The ability of the crew to master their genre, but then to examine and question it, before moving on to investigate music and artistic creation as a whole, is striking. The introduction, ‘Red Intro’, highlights the statuses of the work: its status as an album, its status as a hip-hop album, indeed, its status as art.

“Colombia Ruffhouse Records presents,
A Refugee Camp production,
Fugees, The Score.

And now… for our feature presentation…”

It functions like the flyleaves of, or prefaces to, a novel; it reminds the reader of the fictional nature of what he is about to experience, even under the guise of realistic text. Most hip-hop albums rely on their covers, sleeves and inserts to do this, but here, the Fugees insist on the idea of the CD as art. Track 13 furthers the point, containing an ‘Outroduction’ as well (‘Manifest/Outro’):

“The Score was written by the Fugees.”

A voice then goes on to give movie-style credits for the production of the work, echoing the cinematic use of “feature presentation” in the introduction. My novelistic take on the album is confirmed:

“Narrated by my man Warren”.

Nestled in between two songs, this ‘Outro’ is easy to ignore or deny full consideration, but that it is a close to an album is clear. Indeed, what makes it extraordinary is that it is followed by more songs. However, these songs are remixes, and it is clear that the ‘Outro’ is dividing a discrete ‘album within an album’ from the rest of the CD. In this way, The Score is as much ‘an album about an album’ as many novels are described as ‘books about books’. The cover and insert, then the ‘intro’ and ‘outro’, function as frames for a self-conscious piece of art.

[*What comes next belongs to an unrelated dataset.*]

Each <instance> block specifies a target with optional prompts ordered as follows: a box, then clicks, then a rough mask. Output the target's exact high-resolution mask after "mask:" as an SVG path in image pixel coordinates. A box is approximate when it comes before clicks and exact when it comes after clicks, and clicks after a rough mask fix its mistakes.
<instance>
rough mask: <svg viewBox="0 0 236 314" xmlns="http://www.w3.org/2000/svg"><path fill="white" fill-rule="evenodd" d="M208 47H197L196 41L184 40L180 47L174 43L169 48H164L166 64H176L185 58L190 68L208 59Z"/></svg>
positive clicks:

Indeed, this finds support within the album. Its commercially most popular track, ‘Killing me softly’, is actually a remix. As with literary intertextuality, the remix is an important way for hip-hop artists to come to terms with their status as artists. That the Fugees are consciously doing this, however, is stressed by a kind of preface to the track, taking their own remix and playing with the key words of its chorus. They change the words slightly or homonymically, suggesting the arbitrary nature of language in art. Furthermore, the changes they make move the song away from its function as a love-song to a song questioning their very act of artistic creation:

“Strumming dub-plates with our fingers,
Eliminate sounds with our song,
Killing a sound boy with this sound,
Killing a sound boy, with this sound
Taking sound boys’ lives, with this dub
Killing him softly, with this sound.”

This fragment is followed by the sound of a record being changed, a momentary artistic void, drawing attention to this questioning of art. It explicitly deals with the musical apparatus of the art of their genre, sound itself in the forms of vinyl records, the ‘dub’. This fragment demonstrates the extraordinary self-awareness of the Fugees, and their evident preoccupation with the wider artistic process.

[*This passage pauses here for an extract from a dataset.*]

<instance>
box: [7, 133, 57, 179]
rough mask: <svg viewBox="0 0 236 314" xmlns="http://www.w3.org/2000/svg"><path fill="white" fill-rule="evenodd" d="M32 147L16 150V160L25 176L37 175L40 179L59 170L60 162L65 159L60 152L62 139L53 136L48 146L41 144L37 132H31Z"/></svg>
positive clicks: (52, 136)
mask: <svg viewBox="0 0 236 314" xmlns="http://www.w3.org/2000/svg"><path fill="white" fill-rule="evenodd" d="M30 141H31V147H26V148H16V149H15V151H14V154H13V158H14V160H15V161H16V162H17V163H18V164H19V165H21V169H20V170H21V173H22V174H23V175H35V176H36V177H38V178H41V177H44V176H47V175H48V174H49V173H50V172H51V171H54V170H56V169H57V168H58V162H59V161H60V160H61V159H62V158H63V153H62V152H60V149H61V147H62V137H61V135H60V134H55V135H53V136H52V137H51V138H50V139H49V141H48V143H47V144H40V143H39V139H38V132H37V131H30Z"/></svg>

(i) The Score, The Fugees (Audio CD, 13th February 1996, Colombia)
(ii) [4]

[1] George Gershwin’s opera Porgy and Bess (1935)
[2] DuBose Heyward’s 1925 novel Porgy, which provided the material for the abovementioned opera.
[3] The Untouchables, appearing in 1987, tells the story of the 20’s gangbuster, Eliot Ness (played by Kevin Kostner).
[4] provides lyrics, although these are suggested by fans and are not definitive. I have changed them where I think there is good case, although due to the democratic nature of the content of the site, they are usually plausible versions.